# 98 Sentra jack/lift points and Rhino ramps



## 98Sentra5spdbas (Jul 19, 2004)

Sentra owners,
I have had a pair of the black Rhino ramps for a long time. I thought why not buy another pair, so I could drive the entire car on ramps at the same time - for changing oil, checking other fluids (level like).

I tried putting all four in front of a tire. It turns out I can't fit the Rhino ramps under the metal "ridge" in front of the back tires. The crimped area where the factory scissor jack is supposed to fit, hangs about an inch too low.

I tried driving the back wheels up onto 2 pieces of plywood about 1 1/2 inches thick, to "pre-raise" the back end. The wood was "ejected" by the tires.

I then tried to find adequate and safe looking lift points under the rear end, so I could lift the rear end with my hydraulic trolley lift jack.

I can't find anything that looks or feels sturdy in the rear to put a trolley lift jack under.

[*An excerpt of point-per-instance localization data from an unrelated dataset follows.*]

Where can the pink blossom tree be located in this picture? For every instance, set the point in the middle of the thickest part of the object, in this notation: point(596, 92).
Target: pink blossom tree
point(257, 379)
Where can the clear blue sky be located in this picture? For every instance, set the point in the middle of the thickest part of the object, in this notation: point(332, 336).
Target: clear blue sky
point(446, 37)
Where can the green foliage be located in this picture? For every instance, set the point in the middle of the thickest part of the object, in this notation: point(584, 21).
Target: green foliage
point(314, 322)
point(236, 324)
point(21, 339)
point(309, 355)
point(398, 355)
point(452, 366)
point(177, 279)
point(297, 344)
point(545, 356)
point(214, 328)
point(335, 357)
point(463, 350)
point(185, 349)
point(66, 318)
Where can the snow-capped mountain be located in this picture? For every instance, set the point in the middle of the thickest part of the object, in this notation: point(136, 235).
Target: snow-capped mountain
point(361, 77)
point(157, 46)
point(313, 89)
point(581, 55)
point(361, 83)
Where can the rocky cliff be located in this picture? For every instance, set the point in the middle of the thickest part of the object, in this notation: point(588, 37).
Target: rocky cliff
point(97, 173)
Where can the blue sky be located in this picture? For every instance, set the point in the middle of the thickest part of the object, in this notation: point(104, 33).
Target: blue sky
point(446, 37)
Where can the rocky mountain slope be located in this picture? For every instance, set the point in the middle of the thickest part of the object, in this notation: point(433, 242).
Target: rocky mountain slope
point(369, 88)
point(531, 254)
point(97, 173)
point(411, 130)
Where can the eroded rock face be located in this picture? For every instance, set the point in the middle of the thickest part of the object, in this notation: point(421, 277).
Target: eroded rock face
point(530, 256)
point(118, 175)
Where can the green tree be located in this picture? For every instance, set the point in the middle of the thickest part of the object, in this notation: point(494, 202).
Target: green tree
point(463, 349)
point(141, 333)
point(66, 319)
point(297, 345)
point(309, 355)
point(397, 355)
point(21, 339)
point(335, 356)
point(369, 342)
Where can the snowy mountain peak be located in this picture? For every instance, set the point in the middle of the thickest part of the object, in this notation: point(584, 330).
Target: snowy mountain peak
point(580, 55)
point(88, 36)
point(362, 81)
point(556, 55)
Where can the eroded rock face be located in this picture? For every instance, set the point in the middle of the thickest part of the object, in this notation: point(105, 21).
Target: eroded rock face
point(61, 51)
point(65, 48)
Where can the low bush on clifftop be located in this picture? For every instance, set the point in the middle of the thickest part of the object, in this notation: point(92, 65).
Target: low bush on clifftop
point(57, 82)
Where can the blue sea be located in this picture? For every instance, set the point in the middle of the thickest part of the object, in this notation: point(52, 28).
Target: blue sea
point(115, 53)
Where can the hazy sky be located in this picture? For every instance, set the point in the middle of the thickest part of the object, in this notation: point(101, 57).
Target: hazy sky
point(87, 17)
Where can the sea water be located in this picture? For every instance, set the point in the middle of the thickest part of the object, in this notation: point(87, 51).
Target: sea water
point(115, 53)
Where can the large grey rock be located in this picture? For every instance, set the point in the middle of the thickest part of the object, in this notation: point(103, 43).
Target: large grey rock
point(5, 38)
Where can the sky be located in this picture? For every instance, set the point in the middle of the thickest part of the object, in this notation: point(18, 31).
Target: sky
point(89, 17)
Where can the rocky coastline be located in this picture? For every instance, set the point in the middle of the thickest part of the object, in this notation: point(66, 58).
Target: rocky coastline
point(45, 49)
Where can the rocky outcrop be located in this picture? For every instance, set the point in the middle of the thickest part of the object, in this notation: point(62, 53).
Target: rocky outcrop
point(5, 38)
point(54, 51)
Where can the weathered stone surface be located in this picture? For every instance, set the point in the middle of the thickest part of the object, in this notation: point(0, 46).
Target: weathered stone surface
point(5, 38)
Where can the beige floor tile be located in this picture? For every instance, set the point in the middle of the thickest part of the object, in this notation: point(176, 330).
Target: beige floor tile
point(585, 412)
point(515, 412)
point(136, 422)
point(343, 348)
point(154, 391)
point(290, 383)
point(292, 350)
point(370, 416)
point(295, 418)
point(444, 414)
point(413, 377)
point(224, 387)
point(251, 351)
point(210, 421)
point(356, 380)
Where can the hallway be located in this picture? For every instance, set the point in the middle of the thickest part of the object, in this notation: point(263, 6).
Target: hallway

Does anyone have a sketch or diagram, or a very non-technical desription, of the best rear lift points for a 98 Sentra, 1.6L, 4dr, base model?

Thanks - Sentra, Maine


----------



## IanH (Feb 11, 2003)

98Sentra5spdbas said:


> Sentra owners,
> I then tried to find adequate and safe looking lift points under the rear end, so I could lift the rear end with my hydraulic trolley lift jack.
> 
> I can't find anything that looks or feels sturdy in the rear to put a trolley lift jack under.
> ...


Well I don't no what the others here will say to this but I jack under the beam axle with my trolley jack all the time, and its not been a problem for me. 
Just do not go under the car without stands in place.


----------